Ele entra. Traja uma camisa xadrez, um par de sapatos caros, calça negra como a noite, olhos penetrantes, cabelo desgrenhado; era uma figura curiosa.
Ela já está sentada, ainda não conhece o recém-chegado, há de conhecer em alguns instantes, mas não nos precipitemos. Ela tem na cabeça a ilusão do derradeiro amor, aquele que irá arrebanhar seu coração e irá levá-lo ao espaço; ela sonha com alguém que irá envelhecer segurando sua mão; ela sonha os sonhos do amor de novela; ela sonha, sonha os sonhos que só se realizam no mundo dos sonhos. Ela traja um vestido cor vinho; salto alto, também vinho; não usa bolsa; exibe uma pele tão alva que parece nunca ter visto o sol; exibe unhas vinho, tanto as de cima como as de baixo; exibe um cabelo ruivo, tendendo ao vinho, se isso possível for; exibe um sorriso meigo; exibe belos atributos físicos; atrai todos os olhares, mas nenhum deles será capaz de cortejar a graciosa moça, nenhum deles tem o sex appeal que nosso protagonista tem.

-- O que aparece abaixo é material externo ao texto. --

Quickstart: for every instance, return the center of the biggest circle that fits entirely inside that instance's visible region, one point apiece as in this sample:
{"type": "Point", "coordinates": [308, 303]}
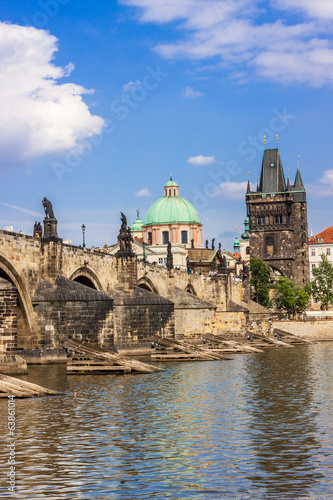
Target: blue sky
{"type": "Point", "coordinates": [100, 101]}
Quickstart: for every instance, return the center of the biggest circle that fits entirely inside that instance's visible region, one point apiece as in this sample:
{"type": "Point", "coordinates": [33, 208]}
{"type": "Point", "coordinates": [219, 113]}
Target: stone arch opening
{"type": "Point", "coordinates": [88, 278]}
{"type": "Point", "coordinates": [24, 306]}
{"type": "Point", "coordinates": [147, 284]}
{"type": "Point", "coordinates": [84, 280]}
{"type": "Point", "coordinates": [190, 289]}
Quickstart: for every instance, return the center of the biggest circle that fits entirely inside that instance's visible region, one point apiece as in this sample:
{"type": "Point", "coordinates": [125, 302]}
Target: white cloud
{"type": "Point", "coordinates": [24, 210]}
{"type": "Point", "coordinates": [201, 160]}
{"type": "Point", "coordinates": [320, 8]}
{"type": "Point", "coordinates": [131, 85]}
{"type": "Point", "coordinates": [234, 190]}
{"type": "Point", "coordinates": [143, 192]}
{"type": "Point", "coordinates": [191, 93]}
{"type": "Point", "coordinates": [323, 187]}
{"type": "Point", "coordinates": [232, 31]}
{"type": "Point", "coordinates": [38, 115]}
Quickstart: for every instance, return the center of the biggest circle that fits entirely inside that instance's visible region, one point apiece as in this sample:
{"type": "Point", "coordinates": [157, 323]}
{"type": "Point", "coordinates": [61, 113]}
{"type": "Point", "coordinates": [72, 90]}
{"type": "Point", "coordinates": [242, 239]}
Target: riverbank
{"type": "Point", "coordinates": [316, 329]}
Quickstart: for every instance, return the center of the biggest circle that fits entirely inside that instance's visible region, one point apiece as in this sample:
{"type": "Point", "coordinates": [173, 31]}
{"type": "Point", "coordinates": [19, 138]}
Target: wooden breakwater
{"type": "Point", "coordinates": [11, 386]}
{"type": "Point", "coordinates": [88, 358]}
{"type": "Point", "coordinates": [167, 349]}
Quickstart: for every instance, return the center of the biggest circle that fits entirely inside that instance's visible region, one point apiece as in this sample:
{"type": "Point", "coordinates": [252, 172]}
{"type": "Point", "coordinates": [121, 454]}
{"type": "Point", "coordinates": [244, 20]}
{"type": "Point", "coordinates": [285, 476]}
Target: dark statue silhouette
{"type": "Point", "coordinates": [48, 208]}
{"type": "Point", "coordinates": [124, 237]}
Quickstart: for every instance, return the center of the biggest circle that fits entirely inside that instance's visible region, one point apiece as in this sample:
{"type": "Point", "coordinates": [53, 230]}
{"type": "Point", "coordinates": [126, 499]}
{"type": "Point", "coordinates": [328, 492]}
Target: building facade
{"type": "Point", "coordinates": [320, 244]}
{"type": "Point", "coordinates": [173, 219]}
{"type": "Point", "coordinates": [278, 227]}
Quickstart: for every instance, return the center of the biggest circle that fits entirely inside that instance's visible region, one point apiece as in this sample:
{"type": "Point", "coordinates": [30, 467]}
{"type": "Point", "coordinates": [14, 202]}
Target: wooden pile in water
{"type": "Point", "coordinates": [176, 350]}
{"type": "Point", "coordinates": [230, 346]}
{"type": "Point", "coordinates": [89, 358]}
{"type": "Point", "coordinates": [291, 337]}
{"type": "Point", "coordinates": [11, 386]}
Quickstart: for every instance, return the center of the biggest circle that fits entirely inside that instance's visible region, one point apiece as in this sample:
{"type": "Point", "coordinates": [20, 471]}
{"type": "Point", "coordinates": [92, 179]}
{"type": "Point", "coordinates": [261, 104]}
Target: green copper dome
{"type": "Point", "coordinates": [171, 183]}
{"type": "Point", "coordinates": [172, 210]}
{"type": "Point", "coordinates": [137, 224]}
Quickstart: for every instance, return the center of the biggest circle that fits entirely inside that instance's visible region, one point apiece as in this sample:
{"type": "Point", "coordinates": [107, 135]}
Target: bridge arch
{"type": "Point", "coordinates": [24, 305]}
{"type": "Point", "coordinates": [147, 284]}
{"type": "Point", "coordinates": [87, 277]}
{"type": "Point", "coordinates": [190, 289]}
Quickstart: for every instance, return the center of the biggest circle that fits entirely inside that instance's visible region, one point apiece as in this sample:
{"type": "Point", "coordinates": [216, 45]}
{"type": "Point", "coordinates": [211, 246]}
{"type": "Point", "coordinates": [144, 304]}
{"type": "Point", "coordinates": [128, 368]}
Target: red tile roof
{"type": "Point", "coordinates": [326, 236]}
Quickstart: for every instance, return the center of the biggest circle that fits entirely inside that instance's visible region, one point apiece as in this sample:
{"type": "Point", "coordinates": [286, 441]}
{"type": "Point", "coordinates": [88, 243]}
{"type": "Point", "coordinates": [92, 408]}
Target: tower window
{"type": "Point", "coordinates": [165, 237]}
{"type": "Point", "coordinates": [270, 244]}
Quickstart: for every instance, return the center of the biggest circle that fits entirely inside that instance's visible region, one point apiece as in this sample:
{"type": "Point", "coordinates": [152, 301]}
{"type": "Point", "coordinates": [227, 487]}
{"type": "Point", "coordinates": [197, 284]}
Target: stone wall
{"type": "Point", "coordinates": [66, 309]}
{"type": "Point", "coordinates": [8, 316]}
{"type": "Point", "coordinates": [312, 330]}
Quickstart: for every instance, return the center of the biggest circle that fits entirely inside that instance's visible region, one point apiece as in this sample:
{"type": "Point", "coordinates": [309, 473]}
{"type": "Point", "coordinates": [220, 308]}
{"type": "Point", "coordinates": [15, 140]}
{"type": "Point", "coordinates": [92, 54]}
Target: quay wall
{"type": "Point", "coordinates": [312, 330]}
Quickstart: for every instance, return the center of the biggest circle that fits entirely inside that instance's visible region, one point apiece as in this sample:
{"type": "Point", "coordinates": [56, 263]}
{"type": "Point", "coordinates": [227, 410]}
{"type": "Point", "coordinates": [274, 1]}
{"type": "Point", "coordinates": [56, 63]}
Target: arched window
{"type": "Point", "coordinates": [165, 237]}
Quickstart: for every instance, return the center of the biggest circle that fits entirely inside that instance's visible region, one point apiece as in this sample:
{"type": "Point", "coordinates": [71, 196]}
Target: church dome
{"type": "Point", "coordinates": [172, 210]}
{"type": "Point", "coordinates": [137, 225]}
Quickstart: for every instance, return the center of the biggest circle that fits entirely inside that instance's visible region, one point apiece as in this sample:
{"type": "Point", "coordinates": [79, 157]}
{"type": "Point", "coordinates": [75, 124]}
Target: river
{"type": "Point", "coordinates": [256, 427]}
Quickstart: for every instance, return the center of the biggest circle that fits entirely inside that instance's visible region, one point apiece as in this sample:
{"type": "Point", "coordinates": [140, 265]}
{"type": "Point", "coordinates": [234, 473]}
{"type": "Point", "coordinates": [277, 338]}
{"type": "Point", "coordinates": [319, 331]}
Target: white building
{"type": "Point", "coordinates": [320, 244]}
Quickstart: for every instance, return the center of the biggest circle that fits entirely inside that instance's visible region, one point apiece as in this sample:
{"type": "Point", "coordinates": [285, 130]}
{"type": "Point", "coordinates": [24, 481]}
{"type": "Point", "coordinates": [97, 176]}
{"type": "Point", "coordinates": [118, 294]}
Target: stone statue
{"type": "Point", "coordinates": [169, 258]}
{"type": "Point", "coordinates": [125, 237]}
{"type": "Point", "coordinates": [223, 266]}
{"type": "Point", "coordinates": [48, 208]}
{"type": "Point", "coordinates": [246, 272]}
{"type": "Point", "coordinates": [38, 232]}
{"type": "Point", "coordinates": [188, 267]}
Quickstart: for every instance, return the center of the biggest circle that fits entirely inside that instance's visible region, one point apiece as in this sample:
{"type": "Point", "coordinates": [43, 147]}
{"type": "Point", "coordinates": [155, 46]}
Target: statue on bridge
{"type": "Point", "coordinates": [38, 232]}
{"type": "Point", "coordinates": [125, 237]}
{"type": "Point", "coordinates": [50, 222]}
{"type": "Point", "coordinates": [48, 208]}
{"type": "Point", "coordinates": [169, 258]}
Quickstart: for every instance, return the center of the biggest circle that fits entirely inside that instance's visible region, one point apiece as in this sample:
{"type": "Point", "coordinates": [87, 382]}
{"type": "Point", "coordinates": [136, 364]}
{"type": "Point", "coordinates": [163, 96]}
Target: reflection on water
{"type": "Point", "coordinates": [258, 426]}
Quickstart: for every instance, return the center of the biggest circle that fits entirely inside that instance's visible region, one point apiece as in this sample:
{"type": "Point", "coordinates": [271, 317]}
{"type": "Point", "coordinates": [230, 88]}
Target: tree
{"type": "Point", "coordinates": [321, 287]}
{"type": "Point", "coordinates": [290, 298]}
{"type": "Point", "coordinates": [260, 276]}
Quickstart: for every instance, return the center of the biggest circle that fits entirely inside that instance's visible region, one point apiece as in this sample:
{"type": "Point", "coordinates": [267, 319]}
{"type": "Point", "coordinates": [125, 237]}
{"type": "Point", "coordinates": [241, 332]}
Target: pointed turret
{"type": "Point", "coordinates": [298, 185]}
{"type": "Point", "coordinates": [272, 178]}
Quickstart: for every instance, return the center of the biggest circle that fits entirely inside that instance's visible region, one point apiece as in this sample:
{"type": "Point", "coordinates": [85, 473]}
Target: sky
{"type": "Point", "coordinates": [100, 101]}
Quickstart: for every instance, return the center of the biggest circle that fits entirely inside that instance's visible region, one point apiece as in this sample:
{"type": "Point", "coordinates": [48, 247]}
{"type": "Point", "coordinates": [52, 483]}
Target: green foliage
{"type": "Point", "coordinates": [290, 298]}
{"type": "Point", "coordinates": [260, 276]}
{"type": "Point", "coordinates": [322, 286]}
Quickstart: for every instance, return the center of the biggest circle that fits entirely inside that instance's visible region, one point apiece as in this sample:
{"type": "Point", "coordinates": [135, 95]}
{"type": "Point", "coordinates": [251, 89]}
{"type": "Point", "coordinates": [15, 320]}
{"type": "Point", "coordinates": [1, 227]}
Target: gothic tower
{"type": "Point", "coordinates": [278, 220]}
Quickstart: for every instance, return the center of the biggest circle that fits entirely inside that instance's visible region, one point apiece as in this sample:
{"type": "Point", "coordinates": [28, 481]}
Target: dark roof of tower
{"type": "Point", "coordinates": [272, 178]}
{"type": "Point", "coordinates": [298, 185]}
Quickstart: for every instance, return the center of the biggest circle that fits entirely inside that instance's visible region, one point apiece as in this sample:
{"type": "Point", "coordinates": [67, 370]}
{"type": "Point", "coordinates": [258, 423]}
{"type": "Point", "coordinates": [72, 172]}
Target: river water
{"type": "Point", "coordinates": [256, 427]}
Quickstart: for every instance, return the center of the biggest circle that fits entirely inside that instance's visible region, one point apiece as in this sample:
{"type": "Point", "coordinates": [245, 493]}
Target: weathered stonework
{"type": "Point", "coordinates": [278, 221]}
{"type": "Point", "coordinates": [115, 301]}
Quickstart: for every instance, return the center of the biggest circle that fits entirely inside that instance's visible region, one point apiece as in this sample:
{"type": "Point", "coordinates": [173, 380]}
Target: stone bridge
{"type": "Point", "coordinates": [67, 290]}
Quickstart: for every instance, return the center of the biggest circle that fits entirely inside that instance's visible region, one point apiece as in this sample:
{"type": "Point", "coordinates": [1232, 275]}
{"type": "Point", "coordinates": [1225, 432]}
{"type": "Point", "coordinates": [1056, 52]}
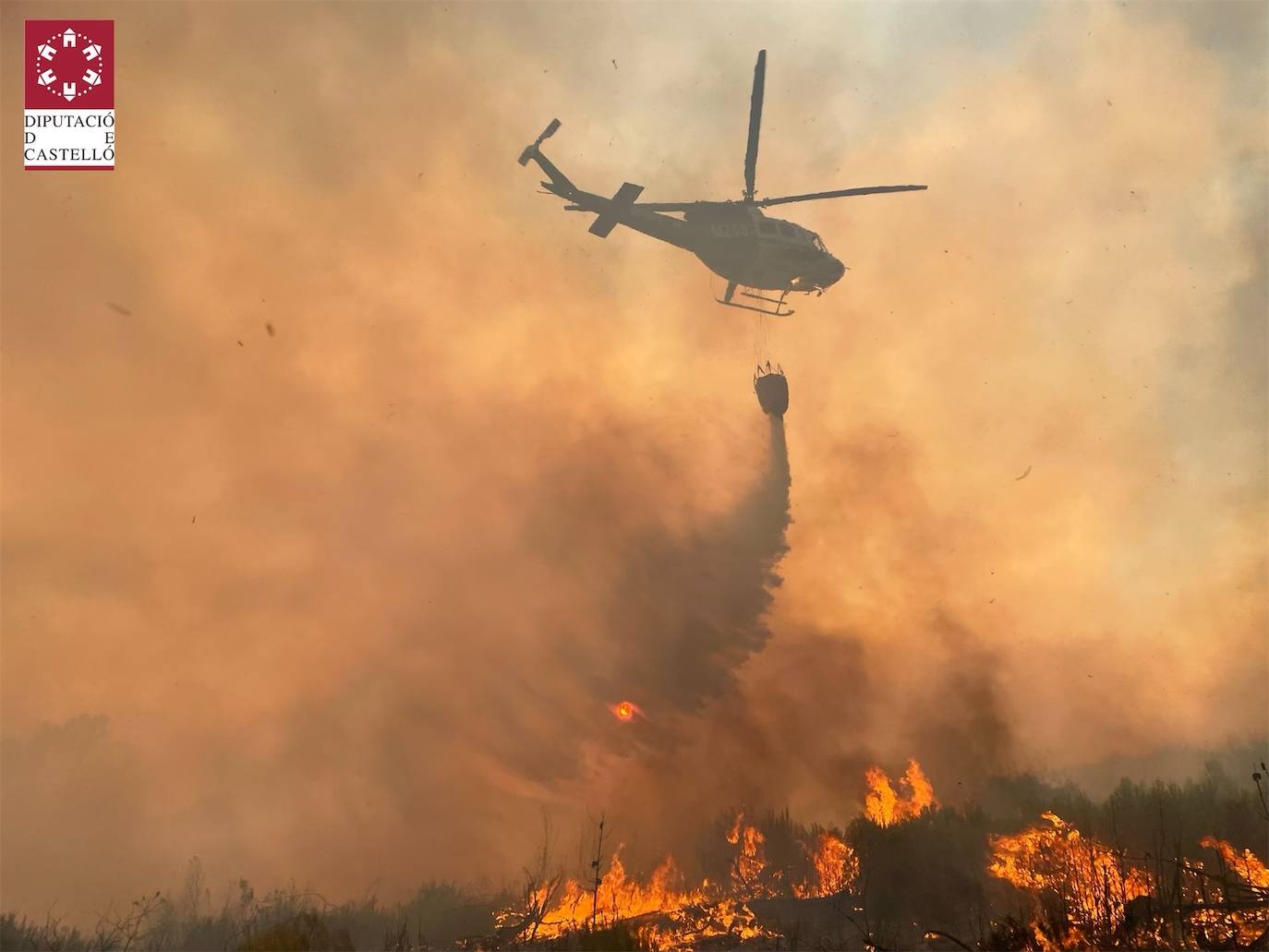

Ele senta, acende um cigarro. Ele segura o cigarro de maneira curiosa, entre o indicador e o médio, mas bem na ponta deles, o que faz parecer que o cigarro está na eminência da queda, mas isto não ocorre; ele segura o cigarro sempre para cima. Traga preguiçosamente. O cigarro é longo, o que torna a visão dele na ponta dos dedos mais curiosa ainda. Embora ainda não a conheça pessoalmente, já fita-a com visível desejo. Ele a deseja no calor de seus braços, na maciez de sua pele, no aconchego da sua cama, na saliência de seus gestos; ele a deseja no calor do sexo; ele não acredita em amor.
Ele não desvia o olhar nem por uma fração de tempo, quem estivesse presente haveria de jurar que nem piscar ele piscava. Dá mais uma tragada. Ela está ruborizada, talvez até um pouco constrangida, mas ele é implacável. Ela finalmente o encara nos olhos. Ele dá tempo dos olhares se encontrarem e depois desvia o olhar, grande jogada. Acabou o cigarro, ele finalmente deixa a guimba escorrer-lhe por entre os dedos. A guimba cai no chão e sua brasa é silenciada pela sola do sapato caro. Torna a olhá-la.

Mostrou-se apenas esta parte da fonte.